Not organization but coordination.

Part of a series on the Ash Framework book. Previous: My Misconceptions

Ash Framework

Learn how to use Ash Framework to build robust, maintainable Elixir applications. This book covers the principles and practices of domain-driven design with Ash's declarative approach.

A traditional framework provides its own stack, such as an ORM, view layer, routing system, and its own approach to validation, authorization, and testing. It defines how an application should be structured and expects us to work within those boundaries. This brings consistency, but at the cost of flexibility.

Ash is different. Instead of building its own stack, it coordinates well known libraries in the Elixir ecosystem.

What Ash Discovered

Ash recognized that much of the work in Elixir applications comes down to wiring libraries together. Defining attributes, setting up validations, exposing APIs, and enforcing policies. More importantly, those layers all depend on the same core information.

The Elixir ecosystem had already embraced Domain Driven Design through patterns like Phoenix contexts and Ecto repos. Ash builds on that foundation, letting us declare resources and actions at the domain level and generating the code needed to keep everything in sync.

The Coordination Problem

Adding a field is easy. Writing field :dob, :date takes seconds. The real cost is keeping all the layers aligned.

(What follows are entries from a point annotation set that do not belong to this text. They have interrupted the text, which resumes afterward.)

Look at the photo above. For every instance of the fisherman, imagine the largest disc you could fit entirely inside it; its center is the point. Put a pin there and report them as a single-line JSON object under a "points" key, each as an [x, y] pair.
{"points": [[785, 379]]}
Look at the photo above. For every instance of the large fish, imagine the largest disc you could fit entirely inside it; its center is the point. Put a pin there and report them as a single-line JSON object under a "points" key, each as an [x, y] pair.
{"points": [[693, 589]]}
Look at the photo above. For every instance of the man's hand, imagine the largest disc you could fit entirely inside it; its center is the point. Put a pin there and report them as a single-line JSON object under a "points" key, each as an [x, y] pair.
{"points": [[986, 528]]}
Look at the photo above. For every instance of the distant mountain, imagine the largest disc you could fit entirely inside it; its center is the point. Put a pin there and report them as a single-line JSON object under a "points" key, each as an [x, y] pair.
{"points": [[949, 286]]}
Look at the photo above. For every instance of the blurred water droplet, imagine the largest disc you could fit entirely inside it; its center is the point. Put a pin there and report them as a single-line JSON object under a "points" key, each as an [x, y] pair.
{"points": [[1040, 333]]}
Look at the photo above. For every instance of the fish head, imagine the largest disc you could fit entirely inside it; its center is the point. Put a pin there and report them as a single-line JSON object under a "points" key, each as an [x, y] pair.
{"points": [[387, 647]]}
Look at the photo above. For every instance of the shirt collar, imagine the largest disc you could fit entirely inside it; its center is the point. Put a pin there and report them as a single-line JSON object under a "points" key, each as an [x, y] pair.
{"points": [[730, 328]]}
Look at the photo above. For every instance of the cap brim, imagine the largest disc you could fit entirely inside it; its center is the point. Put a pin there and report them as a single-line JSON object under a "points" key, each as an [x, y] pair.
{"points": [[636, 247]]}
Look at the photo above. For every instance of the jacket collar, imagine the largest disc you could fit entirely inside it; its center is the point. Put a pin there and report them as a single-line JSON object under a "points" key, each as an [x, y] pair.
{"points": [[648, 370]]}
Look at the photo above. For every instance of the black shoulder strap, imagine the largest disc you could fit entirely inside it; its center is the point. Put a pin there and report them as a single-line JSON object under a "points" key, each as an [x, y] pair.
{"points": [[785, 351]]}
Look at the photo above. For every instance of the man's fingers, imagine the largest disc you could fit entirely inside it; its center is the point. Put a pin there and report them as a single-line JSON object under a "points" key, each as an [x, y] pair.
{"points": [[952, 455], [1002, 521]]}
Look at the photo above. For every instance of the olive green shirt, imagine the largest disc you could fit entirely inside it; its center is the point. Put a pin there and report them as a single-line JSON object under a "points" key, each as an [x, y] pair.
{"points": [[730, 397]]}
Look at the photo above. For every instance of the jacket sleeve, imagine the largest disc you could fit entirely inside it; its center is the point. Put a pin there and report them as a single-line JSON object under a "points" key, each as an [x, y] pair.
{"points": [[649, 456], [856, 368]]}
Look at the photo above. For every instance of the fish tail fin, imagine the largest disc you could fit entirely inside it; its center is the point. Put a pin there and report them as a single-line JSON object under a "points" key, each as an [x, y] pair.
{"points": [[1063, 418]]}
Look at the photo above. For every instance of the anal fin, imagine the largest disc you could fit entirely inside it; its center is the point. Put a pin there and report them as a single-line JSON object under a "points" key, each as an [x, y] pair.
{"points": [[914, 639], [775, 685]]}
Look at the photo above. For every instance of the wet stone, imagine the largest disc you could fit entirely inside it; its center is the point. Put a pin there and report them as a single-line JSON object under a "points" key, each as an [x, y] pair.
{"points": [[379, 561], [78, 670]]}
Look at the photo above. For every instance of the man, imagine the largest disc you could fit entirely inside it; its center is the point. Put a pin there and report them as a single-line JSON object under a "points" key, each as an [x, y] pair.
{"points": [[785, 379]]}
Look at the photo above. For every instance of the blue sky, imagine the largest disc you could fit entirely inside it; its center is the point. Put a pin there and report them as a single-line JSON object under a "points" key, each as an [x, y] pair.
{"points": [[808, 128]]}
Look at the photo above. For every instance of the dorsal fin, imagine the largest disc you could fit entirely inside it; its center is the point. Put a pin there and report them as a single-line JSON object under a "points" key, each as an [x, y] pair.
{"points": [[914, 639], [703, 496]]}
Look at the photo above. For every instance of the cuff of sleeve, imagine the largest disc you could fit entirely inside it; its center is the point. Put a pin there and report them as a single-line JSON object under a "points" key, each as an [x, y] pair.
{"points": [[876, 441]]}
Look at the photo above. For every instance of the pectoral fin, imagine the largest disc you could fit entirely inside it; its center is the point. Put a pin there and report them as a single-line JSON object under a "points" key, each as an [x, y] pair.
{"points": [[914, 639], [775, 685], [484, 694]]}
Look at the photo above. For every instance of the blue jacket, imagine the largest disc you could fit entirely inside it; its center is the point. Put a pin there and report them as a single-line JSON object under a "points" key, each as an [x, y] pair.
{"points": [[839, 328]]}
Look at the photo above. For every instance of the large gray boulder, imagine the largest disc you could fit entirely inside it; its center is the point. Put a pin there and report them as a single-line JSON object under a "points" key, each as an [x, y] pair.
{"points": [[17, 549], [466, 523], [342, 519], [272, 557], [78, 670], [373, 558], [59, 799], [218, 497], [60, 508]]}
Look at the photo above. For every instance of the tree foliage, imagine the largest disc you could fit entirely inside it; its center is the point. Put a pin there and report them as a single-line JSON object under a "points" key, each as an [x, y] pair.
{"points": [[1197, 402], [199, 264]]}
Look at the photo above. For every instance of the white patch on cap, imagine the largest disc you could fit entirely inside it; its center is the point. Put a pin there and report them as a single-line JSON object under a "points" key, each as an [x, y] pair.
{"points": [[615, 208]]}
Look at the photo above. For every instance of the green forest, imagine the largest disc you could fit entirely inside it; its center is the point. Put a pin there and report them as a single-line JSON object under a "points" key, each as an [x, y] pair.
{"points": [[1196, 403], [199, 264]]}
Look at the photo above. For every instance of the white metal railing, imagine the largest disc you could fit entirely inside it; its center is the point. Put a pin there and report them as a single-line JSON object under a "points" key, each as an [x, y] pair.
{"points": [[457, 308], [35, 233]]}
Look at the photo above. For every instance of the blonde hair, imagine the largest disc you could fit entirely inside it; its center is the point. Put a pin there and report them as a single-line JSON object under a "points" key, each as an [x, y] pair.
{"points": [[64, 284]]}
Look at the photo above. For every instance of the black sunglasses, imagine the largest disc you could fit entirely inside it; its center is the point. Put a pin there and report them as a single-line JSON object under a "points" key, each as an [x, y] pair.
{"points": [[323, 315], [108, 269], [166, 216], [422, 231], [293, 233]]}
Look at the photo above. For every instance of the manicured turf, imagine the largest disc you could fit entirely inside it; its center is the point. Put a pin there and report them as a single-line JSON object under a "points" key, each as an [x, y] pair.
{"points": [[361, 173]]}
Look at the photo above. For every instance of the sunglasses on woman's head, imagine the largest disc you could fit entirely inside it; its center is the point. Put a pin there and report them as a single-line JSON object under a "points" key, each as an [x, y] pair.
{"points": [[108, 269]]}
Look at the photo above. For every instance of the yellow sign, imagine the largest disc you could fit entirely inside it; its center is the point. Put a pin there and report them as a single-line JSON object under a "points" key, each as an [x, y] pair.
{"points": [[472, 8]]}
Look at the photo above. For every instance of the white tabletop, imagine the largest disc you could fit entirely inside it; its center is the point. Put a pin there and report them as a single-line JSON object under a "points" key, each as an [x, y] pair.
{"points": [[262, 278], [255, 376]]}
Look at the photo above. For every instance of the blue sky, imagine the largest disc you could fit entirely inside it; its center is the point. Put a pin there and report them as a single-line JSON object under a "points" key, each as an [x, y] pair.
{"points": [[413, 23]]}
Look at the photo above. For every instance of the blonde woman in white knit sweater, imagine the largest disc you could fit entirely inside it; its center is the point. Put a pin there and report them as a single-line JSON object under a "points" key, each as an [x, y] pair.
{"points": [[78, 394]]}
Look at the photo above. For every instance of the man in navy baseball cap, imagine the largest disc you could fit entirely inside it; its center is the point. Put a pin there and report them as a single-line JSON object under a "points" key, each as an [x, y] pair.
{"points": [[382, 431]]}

  • Ecto: schemas and migrations
  • LiveView: form logic and authorization
  • JSON API: endpoints and serialization
  • GraphQL: schema types and resolvers
  • Tests, docs, and fixtures for each of them

Schema definition

field :dob, :date

Validation

|> cast(attrs, [:name, :dob])
|> validate_past_date(:dob)

Authorization

def can_edit_dob?(user, artist) do
  # Who can update DOB? Same rules as name? Different?
end

Interfaces

LiveView

<%= if can_edit_dob?(@current_user, @artist) do %>
  <%= input f, :dob, type: :date %>
<% end %>

JSON API

def show(conn, %{"id" => id}) do
  artist = get_artist!(id)
  dob = if can_view_dob?(conn.assigns.current_user, artist),
    do: artist.dob, else: nil
  render(conn, "show.json", %{artist: %{artist | dob: dob}})
end

GraphQL

field :dob, :date do
  resolve fn artist, _, %{context: %{current_user: user}} ->
    if can_view_dob?(user, artist), do: {:ok, artist.dob}, else: {:ok, nil}
  end
end

Each module makes sense on its own, but miss a step and things drift. A form allows edits that should not be permitted. An API leaks information. A migration goes untested. The complexity is not in the code itself. It is in keeping everything aligned.

Ash’s Solution

# In Artist resource
attributes do
  attribute :dob, :date do
    public? true
  end
end

# Authorization through action policies (Chapter 6)
policies do
  policy action(:update) do
    authorize_if actor_attribute_equals(:role, :admin)
  end
end

Then we run a few commands:

mix ash.codegen
mix ash_postgres.generate_migrations
mix ecto.migrate

Ash generates:

  • Ecto migrations and schemas
  • JSON and GraphQL endpoints
  • LiveView form helpers
  • Authorization logic

Instead of editing scattered files across multiple layers, we change the resource definition and let Ash handle the coordination. There’s no lock-in. We can still drop down into the primary libraries or even write an adapter to integrate a new one.

This softens the convention cliff found in other frameworks. With Ash, stepping outside simply means returning to familiar tools.